Plague (Yersinia pestis infection) is a vector-borne disease which caused millions of human deaths in the Middle Ages. The hosts of plague are mostly rodents, and the disease is spread by the fleas that feed on them. Currently, the disease still circulates amongst sylvatic rodent populations all over the world, including great gerbil (Rhombomys opimus) populations in Central Asia. Great gerbils are social desert rodents that live in family groups in burrows, which are visible on satellite images. In great gerbil populations an abundance threshold exists, above which plague can spread causing epizootics. The spatial distribution of the host species is thought to influence the plague dynamics, such as the direction of plague spread, however no detailed analysis exists on the possible functional or structural corridors and barriers that are present in this population and landscape. This study aims to fill that gap.Three 20 by 20 km areas with known great gerbil burrow distributions were used to analyse the spatial distribution of the burrows. Object-based image analysis was used to map the landscape at several scales, and was linked to the burrow maps. A novel object-based method was developed -- the mean neighbour absolute burrow density difference (MNABDD) -- to identify the optimal scale and evaluate the efficacy of using landscape objects as opposed to square cells. Multiple regression using raster maps was used to identify the landscape-ecological variables that explain burrow density best.

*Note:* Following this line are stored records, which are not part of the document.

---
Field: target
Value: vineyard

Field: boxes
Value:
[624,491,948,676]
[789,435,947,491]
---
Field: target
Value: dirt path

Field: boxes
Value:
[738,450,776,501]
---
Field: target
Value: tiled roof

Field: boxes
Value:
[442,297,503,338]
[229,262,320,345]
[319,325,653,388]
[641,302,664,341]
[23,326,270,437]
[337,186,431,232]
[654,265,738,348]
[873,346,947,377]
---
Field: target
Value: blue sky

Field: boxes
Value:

Functional corridors and barriers were mapped using burrow density thresholds. Cumulative resistance of the burrow distribution to potential disease spread was evaluated using cost distance analysis. A 46-year plague surveillance dataset was used to evaluate whether plague spread was radially symmetric.The burrow distribution was found to be non-random and negatively correlated with Greenness, especially in the floodplain areas. Corridors and barriers showed a mostly NWSE alignment, suggesting easier spreading along this axis. This was confirmed by the analysis of the plague data.Plague spread had a predominantly NWSE direction, which is likely due to the NWSE alignment of corridors and barriers in the burrow distribution and the landscape. This finding may improve predictions of plague in the future and emphasizes the importance of including landscape analysis in wildlife disease studies.